Some experts said crossing the Mediterranean became more deadly during Salvini’s time: the number of arrivals in Italy fell, but the number of deaths did not drop proportionately.

We know it will be more difficult [again]. We know it will be more difficult,” said Mattea Weihe, a spokeswoman for Berlin-based Sea-Watch, one of the NGOs handling the rescue work. Weihe said his group, with an eye on the far-right’s expected victory in Italy, had bought a new rescue ship as a “way to bring a different game to the table.”

Italy’s far-right standard-bearer is now in power and wants to keep his promises against immigrants.

Meloni has also repeatedly called for a “naval blockade” of the Mediterranean. A Meloni spokesman said on Monday that such a move could only be led by Europe and in cooperation with North African countries.

In his interview with The Post, Meloni said that “migrant flows must be managed”, because “nations only exist if there are borders and if they defend themselves”. She said Italy had been providing immigrants with few legal avenues, while instead allowing migration to be dominated by “smugglers” and “slave owners.”

“Is it a smart approach?
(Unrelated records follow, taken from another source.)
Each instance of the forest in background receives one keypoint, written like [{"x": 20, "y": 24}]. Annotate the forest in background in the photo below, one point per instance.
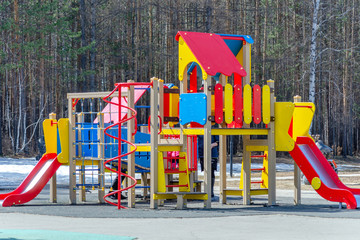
[{"x": 52, "y": 47}]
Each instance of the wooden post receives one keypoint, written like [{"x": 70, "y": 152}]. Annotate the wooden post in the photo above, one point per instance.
[
  {"x": 82, "y": 192},
  {"x": 53, "y": 190},
  {"x": 154, "y": 143},
  {"x": 101, "y": 156},
  {"x": 297, "y": 173},
  {"x": 207, "y": 144},
  {"x": 271, "y": 148},
  {"x": 72, "y": 151},
  {"x": 131, "y": 157},
  {"x": 222, "y": 156}
]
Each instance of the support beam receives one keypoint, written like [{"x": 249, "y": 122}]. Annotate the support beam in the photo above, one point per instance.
[
  {"x": 154, "y": 143},
  {"x": 131, "y": 157},
  {"x": 297, "y": 173},
  {"x": 72, "y": 151},
  {"x": 53, "y": 190},
  {"x": 207, "y": 144},
  {"x": 271, "y": 148}
]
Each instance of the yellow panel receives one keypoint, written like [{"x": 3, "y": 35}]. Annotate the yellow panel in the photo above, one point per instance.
[
  {"x": 185, "y": 57},
  {"x": 283, "y": 115},
  {"x": 218, "y": 131},
  {"x": 63, "y": 125},
  {"x": 228, "y": 99},
  {"x": 170, "y": 131},
  {"x": 256, "y": 148},
  {"x": 253, "y": 192},
  {"x": 265, "y": 173},
  {"x": 173, "y": 106},
  {"x": 183, "y": 177},
  {"x": 302, "y": 119},
  {"x": 266, "y": 104},
  {"x": 241, "y": 185},
  {"x": 247, "y": 104},
  {"x": 140, "y": 148},
  {"x": 164, "y": 196},
  {"x": 203, "y": 196},
  {"x": 50, "y": 135},
  {"x": 161, "y": 173},
  {"x": 169, "y": 148}
]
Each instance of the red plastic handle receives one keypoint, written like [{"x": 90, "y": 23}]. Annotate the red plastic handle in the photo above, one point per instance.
[{"x": 160, "y": 123}]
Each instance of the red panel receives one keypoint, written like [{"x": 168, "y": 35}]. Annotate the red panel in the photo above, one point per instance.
[
  {"x": 212, "y": 53},
  {"x": 233, "y": 124},
  {"x": 237, "y": 79},
  {"x": 238, "y": 105},
  {"x": 257, "y": 104},
  {"x": 193, "y": 80},
  {"x": 219, "y": 103},
  {"x": 314, "y": 164},
  {"x": 290, "y": 132},
  {"x": 166, "y": 104}
]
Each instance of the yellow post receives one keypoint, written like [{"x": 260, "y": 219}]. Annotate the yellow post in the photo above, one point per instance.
[
  {"x": 72, "y": 151},
  {"x": 271, "y": 148},
  {"x": 222, "y": 156},
  {"x": 154, "y": 143},
  {"x": 53, "y": 190},
  {"x": 297, "y": 173},
  {"x": 82, "y": 192},
  {"x": 101, "y": 156}
]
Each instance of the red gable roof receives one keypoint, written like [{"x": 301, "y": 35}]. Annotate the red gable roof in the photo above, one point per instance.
[{"x": 212, "y": 53}]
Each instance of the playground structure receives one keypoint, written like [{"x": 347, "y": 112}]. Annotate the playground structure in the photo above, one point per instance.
[{"x": 98, "y": 136}]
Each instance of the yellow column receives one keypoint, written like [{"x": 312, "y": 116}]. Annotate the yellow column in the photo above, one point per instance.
[
  {"x": 53, "y": 190},
  {"x": 154, "y": 143},
  {"x": 271, "y": 148}
]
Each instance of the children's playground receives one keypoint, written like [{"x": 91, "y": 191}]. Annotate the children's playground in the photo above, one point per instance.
[{"x": 105, "y": 137}]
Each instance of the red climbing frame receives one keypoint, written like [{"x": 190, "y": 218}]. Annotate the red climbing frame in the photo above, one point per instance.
[{"x": 118, "y": 87}]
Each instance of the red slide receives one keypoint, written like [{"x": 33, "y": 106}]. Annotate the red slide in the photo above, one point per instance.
[
  {"x": 318, "y": 171},
  {"x": 33, "y": 183}
]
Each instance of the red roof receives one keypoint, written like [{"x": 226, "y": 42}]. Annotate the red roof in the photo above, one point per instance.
[{"x": 212, "y": 53}]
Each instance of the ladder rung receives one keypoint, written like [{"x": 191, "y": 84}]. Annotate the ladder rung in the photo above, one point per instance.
[{"x": 257, "y": 169}]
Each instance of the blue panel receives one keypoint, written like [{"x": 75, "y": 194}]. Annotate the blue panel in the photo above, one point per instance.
[
  {"x": 192, "y": 108},
  {"x": 234, "y": 46}
]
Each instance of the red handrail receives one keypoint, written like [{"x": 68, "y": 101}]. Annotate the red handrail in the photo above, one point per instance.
[{"x": 118, "y": 158}]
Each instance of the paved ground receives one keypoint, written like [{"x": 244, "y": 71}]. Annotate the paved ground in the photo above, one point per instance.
[{"x": 314, "y": 219}]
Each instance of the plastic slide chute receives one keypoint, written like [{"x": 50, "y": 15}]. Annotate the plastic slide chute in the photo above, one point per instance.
[
  {"x": 321, "y": 175},
  {"x": 33, "y": 183}
]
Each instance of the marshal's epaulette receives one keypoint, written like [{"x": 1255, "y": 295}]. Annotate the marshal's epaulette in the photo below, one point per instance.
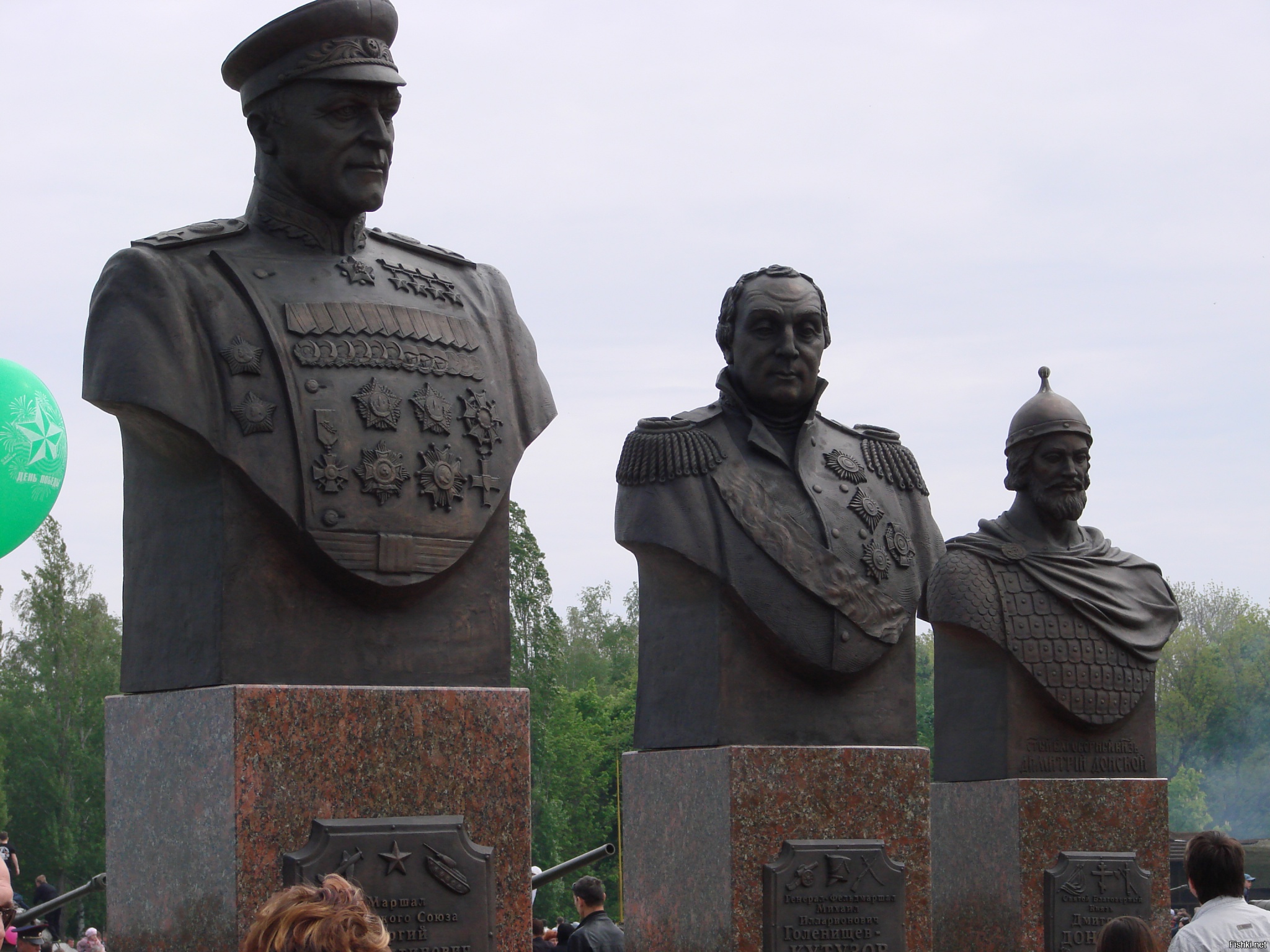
[
  {"x": 665, "y": 448},
  {"x": 395, "y": 238},
  {"x": 889, "y": 459},
  {"x": 193, "y": 234}
]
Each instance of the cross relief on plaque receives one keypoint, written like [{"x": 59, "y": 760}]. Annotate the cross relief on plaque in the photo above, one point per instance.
[
  {"x": 833, "y": 894},
  {"x": 1083, "y": 891}
]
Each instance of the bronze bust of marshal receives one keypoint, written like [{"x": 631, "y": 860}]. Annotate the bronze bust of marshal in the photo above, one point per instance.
[
  {"x": 1046, "y": 633},
  {"x": 321, "y": 421},
  {"x": 781, "y": 555}
]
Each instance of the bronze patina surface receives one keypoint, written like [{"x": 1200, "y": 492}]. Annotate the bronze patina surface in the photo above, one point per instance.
[
  {"x": 321, "y": 420},
  {"x": 783, "y": 555},
  {"x": 1046, "y": 635}
]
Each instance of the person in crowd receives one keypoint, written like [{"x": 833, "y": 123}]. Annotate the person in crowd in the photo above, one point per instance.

No,” she said. “Letting in hundreds of thousands of people and then keeping them dealing drugs or forcing them into prostitution on the margins of our society is not solidarity.”

Giorgia Meloni interview with The Washington Post

She has suggested that Italy, in cooperation with Europe, should set up so-called hot spots outside the EU where potential asylum seekers and refugees can be vetted, with only those approved passing through. Politicians on the left and right have long talked about such ideas, but the obstacles are manifold: few countries want to host such centers, and the potential for rights abuses is plentiful. Britain is pursuing a related plan to send asylum seekers to Rwanda, but its implementation has been complicated by court challenges.

Within the EU, several countries over the years have taken significant steps to make it harder for undocumented immigrants to reach the bloc. Greece has been accused of intercepting migrants crossing from Turkey and pushing them back into international waters, a violation of international law. And Italy, in a policy supported by both the left and the right, has worked to build and equip the libyan coast guard to push back migrants seeking to cross the Mediterranean.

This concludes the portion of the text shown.